13 Parteien für Konsequenzen

Zuletzt hatten 13 EVP-Parteien den Ausschluss oder die zeitweise Suspendierung der FIDESZ gefordert. Vorangegangen war eine Plakatkampagne der ungarischen Regierung, die sich gegen den von der EVP gestellten EU-Kommissionschef Jean-Claude Juncker richtete. Auf dem Bild ist Juncker zusammen mit dem US-Milliardär Soros in unvorteilhafter Pose zu sehen, beide werden zudem mit falschen Behauptungen zur EU-Migrationspolitik diffamiert.

Grafik zur EVP
Grafik: APA/ORF.at; Quelle: APA/EU-Parlament

Kritikerinnen und Kritiker werfen Orban zudem vor, in Ungarn seit Jahren Demokratie und Rechtsstaat auszuhöhlen, kritische Medien zum Schweigen zu bringen und die Opposition durch Repressalien wie willkürliche Geldstrafen zu schwächen. Seit Wochen ist daher ein möglicher Ausschluss im Gespräch. Sowohl EVP als auch FIDESZ hatten in der Folge Bedingungen gestellt, um eine volle Mitgliedschaft aufrechterhalten zu können.

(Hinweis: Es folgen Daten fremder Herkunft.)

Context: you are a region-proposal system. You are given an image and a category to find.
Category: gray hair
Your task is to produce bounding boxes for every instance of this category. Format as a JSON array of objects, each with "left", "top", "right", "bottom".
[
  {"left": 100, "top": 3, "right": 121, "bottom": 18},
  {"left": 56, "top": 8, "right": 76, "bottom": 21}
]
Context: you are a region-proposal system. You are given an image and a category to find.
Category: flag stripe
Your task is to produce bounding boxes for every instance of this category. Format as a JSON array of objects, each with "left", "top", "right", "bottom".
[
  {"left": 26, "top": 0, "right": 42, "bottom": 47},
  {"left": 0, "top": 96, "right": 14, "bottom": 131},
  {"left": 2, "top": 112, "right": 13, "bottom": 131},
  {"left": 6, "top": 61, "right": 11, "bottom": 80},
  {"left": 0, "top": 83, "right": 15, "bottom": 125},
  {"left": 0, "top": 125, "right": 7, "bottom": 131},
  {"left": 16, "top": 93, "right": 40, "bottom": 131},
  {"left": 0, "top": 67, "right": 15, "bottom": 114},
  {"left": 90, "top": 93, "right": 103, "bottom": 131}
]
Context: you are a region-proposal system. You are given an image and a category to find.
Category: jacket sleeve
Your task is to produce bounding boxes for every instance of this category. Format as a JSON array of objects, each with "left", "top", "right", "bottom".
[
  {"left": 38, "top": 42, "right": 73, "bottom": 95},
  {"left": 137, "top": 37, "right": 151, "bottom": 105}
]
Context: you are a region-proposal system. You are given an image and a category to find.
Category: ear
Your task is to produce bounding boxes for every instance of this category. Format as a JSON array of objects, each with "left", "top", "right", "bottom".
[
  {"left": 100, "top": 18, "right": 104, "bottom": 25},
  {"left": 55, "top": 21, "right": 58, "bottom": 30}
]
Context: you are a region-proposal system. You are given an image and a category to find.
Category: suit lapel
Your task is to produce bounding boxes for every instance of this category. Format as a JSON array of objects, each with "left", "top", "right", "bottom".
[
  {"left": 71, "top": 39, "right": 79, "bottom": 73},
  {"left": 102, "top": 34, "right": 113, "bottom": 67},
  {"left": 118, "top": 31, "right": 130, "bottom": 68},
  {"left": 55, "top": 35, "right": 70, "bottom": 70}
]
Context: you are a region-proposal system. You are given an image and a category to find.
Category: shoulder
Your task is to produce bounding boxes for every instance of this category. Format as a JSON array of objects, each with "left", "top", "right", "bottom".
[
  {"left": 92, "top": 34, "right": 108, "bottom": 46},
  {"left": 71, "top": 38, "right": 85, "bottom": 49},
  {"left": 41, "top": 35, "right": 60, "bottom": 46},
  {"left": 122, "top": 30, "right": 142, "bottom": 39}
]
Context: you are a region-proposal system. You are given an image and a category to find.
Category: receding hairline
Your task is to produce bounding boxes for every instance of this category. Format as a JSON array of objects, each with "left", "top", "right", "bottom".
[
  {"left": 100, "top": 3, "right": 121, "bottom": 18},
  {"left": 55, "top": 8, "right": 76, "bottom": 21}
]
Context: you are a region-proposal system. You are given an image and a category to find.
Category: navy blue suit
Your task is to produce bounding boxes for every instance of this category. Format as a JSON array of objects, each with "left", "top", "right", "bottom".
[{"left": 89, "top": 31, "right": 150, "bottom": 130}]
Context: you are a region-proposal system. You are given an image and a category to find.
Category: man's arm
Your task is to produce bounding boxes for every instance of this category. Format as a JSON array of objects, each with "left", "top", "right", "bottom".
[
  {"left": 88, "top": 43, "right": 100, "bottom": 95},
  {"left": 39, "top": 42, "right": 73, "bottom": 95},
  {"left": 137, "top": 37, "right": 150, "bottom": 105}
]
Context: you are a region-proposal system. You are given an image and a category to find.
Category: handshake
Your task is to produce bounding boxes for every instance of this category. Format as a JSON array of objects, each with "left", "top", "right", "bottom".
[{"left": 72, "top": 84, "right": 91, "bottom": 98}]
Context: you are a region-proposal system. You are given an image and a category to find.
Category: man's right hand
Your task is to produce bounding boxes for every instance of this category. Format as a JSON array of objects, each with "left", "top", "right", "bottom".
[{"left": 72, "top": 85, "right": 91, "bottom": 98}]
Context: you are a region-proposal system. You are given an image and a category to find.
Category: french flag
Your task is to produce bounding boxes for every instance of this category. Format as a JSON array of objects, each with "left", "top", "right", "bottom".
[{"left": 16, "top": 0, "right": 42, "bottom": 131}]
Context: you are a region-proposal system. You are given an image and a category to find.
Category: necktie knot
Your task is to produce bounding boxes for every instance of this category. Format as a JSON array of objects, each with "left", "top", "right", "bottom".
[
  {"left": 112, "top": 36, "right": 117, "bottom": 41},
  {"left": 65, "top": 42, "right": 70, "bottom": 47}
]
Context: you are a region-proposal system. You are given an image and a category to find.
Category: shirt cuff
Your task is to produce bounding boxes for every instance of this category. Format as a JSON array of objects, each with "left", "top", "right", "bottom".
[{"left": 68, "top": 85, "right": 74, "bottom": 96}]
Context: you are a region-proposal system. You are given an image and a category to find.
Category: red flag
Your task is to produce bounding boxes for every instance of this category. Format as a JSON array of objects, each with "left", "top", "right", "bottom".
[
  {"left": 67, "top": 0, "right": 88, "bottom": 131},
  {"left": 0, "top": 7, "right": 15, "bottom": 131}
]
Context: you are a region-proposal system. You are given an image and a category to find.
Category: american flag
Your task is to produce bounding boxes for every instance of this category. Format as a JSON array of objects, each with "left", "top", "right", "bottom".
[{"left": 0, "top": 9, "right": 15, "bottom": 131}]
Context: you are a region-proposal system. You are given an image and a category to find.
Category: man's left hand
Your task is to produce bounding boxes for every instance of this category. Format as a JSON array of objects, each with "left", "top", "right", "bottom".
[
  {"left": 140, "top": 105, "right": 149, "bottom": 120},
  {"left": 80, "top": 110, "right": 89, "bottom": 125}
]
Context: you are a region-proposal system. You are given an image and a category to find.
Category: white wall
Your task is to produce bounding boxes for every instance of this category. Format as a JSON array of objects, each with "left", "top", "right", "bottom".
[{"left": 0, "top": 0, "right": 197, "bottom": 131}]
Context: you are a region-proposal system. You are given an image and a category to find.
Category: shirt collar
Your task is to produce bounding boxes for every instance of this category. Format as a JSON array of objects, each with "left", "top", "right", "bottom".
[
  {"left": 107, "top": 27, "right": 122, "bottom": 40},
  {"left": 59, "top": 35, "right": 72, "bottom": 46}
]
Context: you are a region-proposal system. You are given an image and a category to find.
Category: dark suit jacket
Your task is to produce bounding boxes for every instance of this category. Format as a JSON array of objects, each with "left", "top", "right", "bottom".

EU-Kommissionspräsident Juncker forderte den Ausschluss der FIDESZ. „Ich rate meinen Parteifreunden, (…) dass die FIDESZ-Partei von Herrn Orban ausgeschlossen wird“, so Juncker am Mittwoch im Deutschlandfunk. Orbans Partei entferne sich seit Jahren „von den christdemokratischen Grundwerten“. Damit sei ihr „Platz außerhalb der Europäischen Volkspartei“.